Modern, advanced, open-source computational libraries are giving an increasing amount of power to researchers to develop customized numerical models, tailor made for individual problems.  While incredibly powerful and flexible, this approach raises questions about the reliability and maintainability of scientific models when each new problem is solved using a new script or piece of code.  During this seminar we will discuss TerraFERMA, a model building framework built on the FEniCS, PETSc and SPuD libraries, that aims to increase the maintainability of models by providing a common core to all models designed using TerraFERMA's interface.  This core library allows updates to the underlying libraries to be implemented largely unseen by the user and for new functionality to be made available to all existing models without having to edit each one individually.  Along with an extensive test suite, it also ensures that verifying one model provides some trust in another.  We will discuss our goals in designing TerraFERMA, give a brief overview of its structure, demonstrate some examples of its use and discuss our future development goals.

 

 

Thursday, May 9  @ 2P PT

HeFESTO: A tool for exploring Earth’s physical properties and their effects on mantle dynamics

Carolina Lithgow-Bertelloni, UCLA 

The minerals that exist at the extreme pressure and temperature conditions of the mantle and their physical properties determine the dynamics of the mantle.
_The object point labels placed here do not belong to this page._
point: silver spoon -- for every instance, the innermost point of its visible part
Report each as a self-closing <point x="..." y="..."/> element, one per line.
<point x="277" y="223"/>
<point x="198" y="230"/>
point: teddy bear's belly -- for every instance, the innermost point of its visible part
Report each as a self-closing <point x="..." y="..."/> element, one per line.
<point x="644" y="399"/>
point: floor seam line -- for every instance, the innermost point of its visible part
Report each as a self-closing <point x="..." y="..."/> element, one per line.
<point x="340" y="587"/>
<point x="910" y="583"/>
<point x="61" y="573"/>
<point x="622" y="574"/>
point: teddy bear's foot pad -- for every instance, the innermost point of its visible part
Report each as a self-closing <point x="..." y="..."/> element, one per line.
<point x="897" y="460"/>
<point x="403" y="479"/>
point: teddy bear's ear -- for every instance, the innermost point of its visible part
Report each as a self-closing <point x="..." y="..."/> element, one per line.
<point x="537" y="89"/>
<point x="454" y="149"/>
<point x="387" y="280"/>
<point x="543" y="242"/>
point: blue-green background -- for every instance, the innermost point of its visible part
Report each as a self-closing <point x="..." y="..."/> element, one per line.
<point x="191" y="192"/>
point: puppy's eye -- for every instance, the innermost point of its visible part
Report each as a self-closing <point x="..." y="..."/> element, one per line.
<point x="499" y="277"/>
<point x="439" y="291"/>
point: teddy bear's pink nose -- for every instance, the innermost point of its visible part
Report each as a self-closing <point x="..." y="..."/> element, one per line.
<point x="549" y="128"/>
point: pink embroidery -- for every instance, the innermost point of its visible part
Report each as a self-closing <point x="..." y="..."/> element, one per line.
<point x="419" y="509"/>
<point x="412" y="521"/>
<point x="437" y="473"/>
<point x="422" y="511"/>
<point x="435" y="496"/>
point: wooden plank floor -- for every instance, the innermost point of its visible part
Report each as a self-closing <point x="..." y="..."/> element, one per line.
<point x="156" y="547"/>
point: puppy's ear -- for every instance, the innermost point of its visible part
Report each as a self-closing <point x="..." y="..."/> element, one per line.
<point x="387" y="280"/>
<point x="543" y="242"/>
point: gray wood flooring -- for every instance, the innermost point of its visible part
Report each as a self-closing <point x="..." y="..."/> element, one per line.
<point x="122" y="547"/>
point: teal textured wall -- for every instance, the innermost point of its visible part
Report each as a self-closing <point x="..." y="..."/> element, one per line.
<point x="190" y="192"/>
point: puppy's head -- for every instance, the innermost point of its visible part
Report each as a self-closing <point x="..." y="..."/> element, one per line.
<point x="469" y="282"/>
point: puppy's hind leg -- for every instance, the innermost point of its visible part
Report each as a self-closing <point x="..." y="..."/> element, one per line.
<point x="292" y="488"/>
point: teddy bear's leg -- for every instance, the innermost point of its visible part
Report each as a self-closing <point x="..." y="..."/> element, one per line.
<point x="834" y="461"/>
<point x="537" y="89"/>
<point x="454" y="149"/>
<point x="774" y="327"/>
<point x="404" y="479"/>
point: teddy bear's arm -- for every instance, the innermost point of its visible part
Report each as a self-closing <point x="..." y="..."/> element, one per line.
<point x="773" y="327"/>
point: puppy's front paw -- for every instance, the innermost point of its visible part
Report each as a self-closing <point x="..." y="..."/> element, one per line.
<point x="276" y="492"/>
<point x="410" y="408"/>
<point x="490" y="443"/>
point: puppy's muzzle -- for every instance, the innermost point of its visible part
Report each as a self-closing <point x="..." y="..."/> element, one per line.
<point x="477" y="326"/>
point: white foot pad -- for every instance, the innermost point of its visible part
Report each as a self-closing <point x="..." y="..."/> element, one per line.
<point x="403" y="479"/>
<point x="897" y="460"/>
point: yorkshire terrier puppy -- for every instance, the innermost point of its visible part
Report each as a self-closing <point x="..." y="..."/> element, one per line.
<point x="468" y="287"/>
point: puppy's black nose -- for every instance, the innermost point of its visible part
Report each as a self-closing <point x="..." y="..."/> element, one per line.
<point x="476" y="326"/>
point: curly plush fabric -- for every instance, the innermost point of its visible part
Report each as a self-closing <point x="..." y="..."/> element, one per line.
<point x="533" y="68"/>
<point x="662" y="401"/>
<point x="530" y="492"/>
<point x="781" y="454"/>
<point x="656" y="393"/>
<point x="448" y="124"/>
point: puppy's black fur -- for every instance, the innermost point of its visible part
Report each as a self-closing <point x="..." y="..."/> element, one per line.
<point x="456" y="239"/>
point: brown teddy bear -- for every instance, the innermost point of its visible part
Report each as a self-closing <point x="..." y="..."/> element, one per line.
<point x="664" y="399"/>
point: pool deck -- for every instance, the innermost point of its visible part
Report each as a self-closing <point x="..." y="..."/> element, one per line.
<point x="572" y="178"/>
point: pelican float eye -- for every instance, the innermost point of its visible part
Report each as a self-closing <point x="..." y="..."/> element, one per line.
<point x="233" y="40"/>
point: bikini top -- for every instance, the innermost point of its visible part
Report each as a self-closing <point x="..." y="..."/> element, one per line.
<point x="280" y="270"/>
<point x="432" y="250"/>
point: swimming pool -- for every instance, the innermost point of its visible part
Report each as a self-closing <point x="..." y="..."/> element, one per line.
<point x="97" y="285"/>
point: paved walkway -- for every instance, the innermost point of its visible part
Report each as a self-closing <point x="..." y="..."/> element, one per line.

Both are also critical for comparison with seismic observations that put constraints on our knowledge of mantle structure and composition.

We have developed a thermodynamic model of mantle minerals that allows us to robustly predict mantle phase assemblages and self-consistently their equilibrium properties. Our model is embodied in the code HeFESTo, which I will describe during this webinar. I will discuss briefly the theoretical underpinnings of our thermodynamic approach and how the code can be used. I will also discuss our latest results and focus on the effective thermal expansion of phase assemblages and their effect on convection. [pdf]

 

Thursday, May 16  @ 2P PT

Thermodynamic calculations and model generation using ENKI

Mark Ghiorso, OFM Research

ENKI is a collaborative, web-based model-configuration and testing portal that provides tools in computational thermodynamics and fluid dynamics.  The ENKI platform utilizes a Jupyter Lab/Hub interface to access underlying modeling tools using Python. ENKI provides a standard interface to commonly used thermodynamic databases and to computational thermodynamic modeling tools.  It may also be used to generate and calibrate new thermodynamic models.  A brief overview of the ENKI platform will be given and several examples illustrating ENKI modeling capabilities will be illustrated.